Background and objective The optimal management of large vestibular schwannomas continues to be debated. We constituted a task force comprising the members of the EANS skull base committee along with international experts to derive recommendations for the management of this problem from a European perspective. Material and methods A systematic review of MEDLINE database, in compliance with the PRISMA guidelines, was performed. A subgroup analysis screening all surgical series published within the last 20 years (January 2000 to March 2020) was performed. Weighted summary rates for tumor resection, oncological control, and facial nerve preservation were determined using meta-analysis models. This data along with contemporary practice patterns were discussed within the task force to generate consensual recommendations regarding preoperative evaluations, optimal surgical strategy, and follow-up management. Results Tumor classification grades should be systematically used in the perioperative management of patients, with large vestibular schwannomas (VS) defined as > 30 mm in the largest extrameatal diameter.
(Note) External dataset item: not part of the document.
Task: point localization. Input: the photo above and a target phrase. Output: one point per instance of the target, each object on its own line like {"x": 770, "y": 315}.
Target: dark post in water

Grading scales for pre- and postoperative hearing (AAO-HNS or GR) and facial nerve function (HB) are to be used for reporting functional outcome. There is a lack of consensus to support the superiority of any surgical strategy with respect to extent of resection and use of adjuvant radiosurgery. Intraoperative neuromonitoring needs to be routinely used to preserve neural function. Recommendations for postoperative clinico-radiological evaluations have been elucidated based on the surgical strategy employed. Conclusion The main goal of management of large vestibular schwannomas should focus on maintaining/improving quality of life (QoL), making every attempt at facial/cochlear nerve functional preservation while ensuring optimal oncological control, thereby allowing to meet patient expectations. Despite the fact that this analysis yielded only a few Class B evidences and mostly expert opinions, it will guide practitioners to manage these patients and form the basis for future clinical trials.